Domani riprenderanno le messe, don Filippo Santoro si appella ai fedeli: “La cosiddetta fase due è una grande prova di responsabilità e di attenzione alla quale la comunità cristiana deve continuare a rispondere con senno e dedizione.”
Il suo pensiero va agli ultimi: “Dobbiamo riprendere con vigore le ragioni della nostra speranza, invito tutte le persone di buona volontà ad occuparsi di chi è rimasto indietro”
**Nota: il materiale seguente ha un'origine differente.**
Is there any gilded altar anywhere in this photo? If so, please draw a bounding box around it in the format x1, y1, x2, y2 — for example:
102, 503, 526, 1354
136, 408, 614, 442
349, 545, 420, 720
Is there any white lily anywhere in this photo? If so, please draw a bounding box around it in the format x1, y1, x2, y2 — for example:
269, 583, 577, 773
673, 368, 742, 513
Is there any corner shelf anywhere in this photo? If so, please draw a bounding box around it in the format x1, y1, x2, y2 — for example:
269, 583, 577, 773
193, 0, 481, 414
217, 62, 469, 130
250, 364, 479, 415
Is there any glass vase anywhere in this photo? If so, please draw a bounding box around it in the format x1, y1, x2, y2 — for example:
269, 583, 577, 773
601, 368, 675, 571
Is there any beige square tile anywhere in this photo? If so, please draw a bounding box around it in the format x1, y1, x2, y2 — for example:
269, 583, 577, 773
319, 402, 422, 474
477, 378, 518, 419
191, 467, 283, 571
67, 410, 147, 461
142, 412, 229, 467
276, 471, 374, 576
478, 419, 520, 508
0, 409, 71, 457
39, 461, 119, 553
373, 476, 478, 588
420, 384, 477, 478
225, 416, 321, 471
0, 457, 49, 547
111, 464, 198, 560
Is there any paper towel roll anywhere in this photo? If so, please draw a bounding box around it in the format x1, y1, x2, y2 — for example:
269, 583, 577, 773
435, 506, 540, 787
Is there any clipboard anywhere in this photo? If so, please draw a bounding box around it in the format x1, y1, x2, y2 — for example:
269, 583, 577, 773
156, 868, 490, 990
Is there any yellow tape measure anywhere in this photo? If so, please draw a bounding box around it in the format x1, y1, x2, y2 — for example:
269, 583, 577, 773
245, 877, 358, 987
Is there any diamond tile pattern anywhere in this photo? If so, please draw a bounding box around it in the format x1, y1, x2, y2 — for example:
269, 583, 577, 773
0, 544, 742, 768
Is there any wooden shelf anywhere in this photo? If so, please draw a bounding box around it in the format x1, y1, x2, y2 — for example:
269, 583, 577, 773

Passata la fase 1, visto il diminuire del numero dei contagi da Coronavirus grazie al rispetto delle misure di chiusura disposte dal Governo, le maglie delle restrizioni hanno gradualmente iniziato ad allentarsi per accompagnare le persone al ritorno a una “nuova normalità”. Così, domani, lunedì 18 maggio, potranno riprendere diverse attività. Accanto alle attività commerciali come negozi di beni non di prima necessità, centri estetici, parrucchieri, mercati, è prevista anche la riapertura dei luoghi di culto. Seguendo procedure e accorgimenti specifici concordati con i tecnici del Governo e del Ministero dell’Interno, lunedì potranno riaprire le porte chiese, sinagoghe e altri luoghi di culto in tutta Italia.
Si tratta di una riapertura molto attesa da milioni di fedeli che hanno vissuto con grande difficoltà il lockdown. Per molti credenti, infatti, l’impossibilità di frequentare i luoghi di culto e partecipare alle celebrazioni ha acuito il senso di disagio e smarrimento. Molte persone, in ogni caso, hanno trovato proprio nella fede la forza per resistere alle restrizioni e la pazienza per sopportare una situazione sicuramente inaspettata.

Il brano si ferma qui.